Syrian citizens gather at the scene of a car bomb explosion in the residential al-Tadhamon neighborhood in Damascus.
  • AP Photo/SANA
  • Syrian citizens gather at the scene of a car bomb explosion in the residential al-Tadhamon neighborhood in Damascus.

Since Al Jazeera America launched a little more than a month ago, I’ve watched fitfully, usually while lying on the floor in the morning doing stretching exercises. I think I’d have noticed if AJA was bringing something special to the coverage all the cable news channels were giving the debate over chemical warfare in Syria and what the U.S. should do about, but maybe not. Maybe that was all in prime time.

Apparently it wasn’t.

According to “How Al Jazeera America Tackled the Crisis Over Syria,” a report from the Pew Research Center’s Project for Excellence in Journalism, AJA covered the “Syrian crisis” like the other cable news channels, not like a story you’d think it was born to own. Its focus was on whether the U.S. should respond militarily, and like CNN and the others, the message it most frequently conveyed was yes, the U.S. should.

That’s not what most Americans were saying, but it reflects who cable news was talking to. “President Obama or members of his administration showed up in 66% of Al Jazeera America stories,” reported Pew, exceeding even CNN (59 percent). “Syrian sources were cited in 26% of Al Jazeera America stories and 24% on CNN. On both channels, congressional representatives were sources in 16% of the stories.”

And “despite having access to more than 60 international Al Jazeera network bureaus, about three-quarters (76%) of Al Jazeera America stories originated from Washington, D.C., or New York City”—again higher even than CNN (71 percent). It was a performance that makes me wonder if AJA even trusts the news it gets from Al Jazeera’s international bureaus, a thought that I doubt that the channel intended to put into our heads.

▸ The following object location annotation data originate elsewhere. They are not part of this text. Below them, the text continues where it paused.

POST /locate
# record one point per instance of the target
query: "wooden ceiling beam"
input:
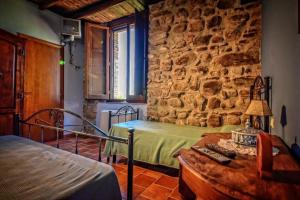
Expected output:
(48, 4)
(92, 8)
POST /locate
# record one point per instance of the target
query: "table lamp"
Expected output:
(260, 108)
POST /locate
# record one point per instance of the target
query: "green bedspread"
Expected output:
(157, 143)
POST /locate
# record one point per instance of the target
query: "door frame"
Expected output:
(19, 74)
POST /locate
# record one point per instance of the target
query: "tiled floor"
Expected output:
(148, 184)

Founded in 1996 in Qatar and still based there, AJA was in a unique position to examine America’s dilemma in a context that some viewers would surely have welcomed. It didn’t. Said Pew, “The idea that the U.S. and its allies don’t understand the complexities of the Middle East, for example, was negligible on Al Jazeera America (0%) as was the case on most cable news channels. (It did register in 1% of the CNN stories).” Yet that’s surely a commonly held view on the Arab Street; it’s common enough even in the U.S., where it’s invoked to justify our getting out and staying out.

Said Pew, “The daunting idea that there are no good options for the U.S. in this crisis appeared in 4% of the new channel’s stories compared with 5% on Fox News, 6% on CNN and 21% on MSNBC.” But that was the nub of the dilemma, surely clear to lucid observers in Doha, and of great help in understanding why Obama grabbed the fig leaf Vladimir Putin offered him: what alternative did he ever have that was any better?

What were they saying about American credibility in Damascus and Tehran? Al Jazeera America might have told us, but maybe it still felt too new and suspect to dare put that kind of a spin on its news; it wouldn’t want to marginalize itself as a news source that’s exotic and suspicious. But when a story comes along that’s right in its wheelhouse, and yet it bends over backwards not to give us coverage that’s different and better . . . Then why should we watch it at all?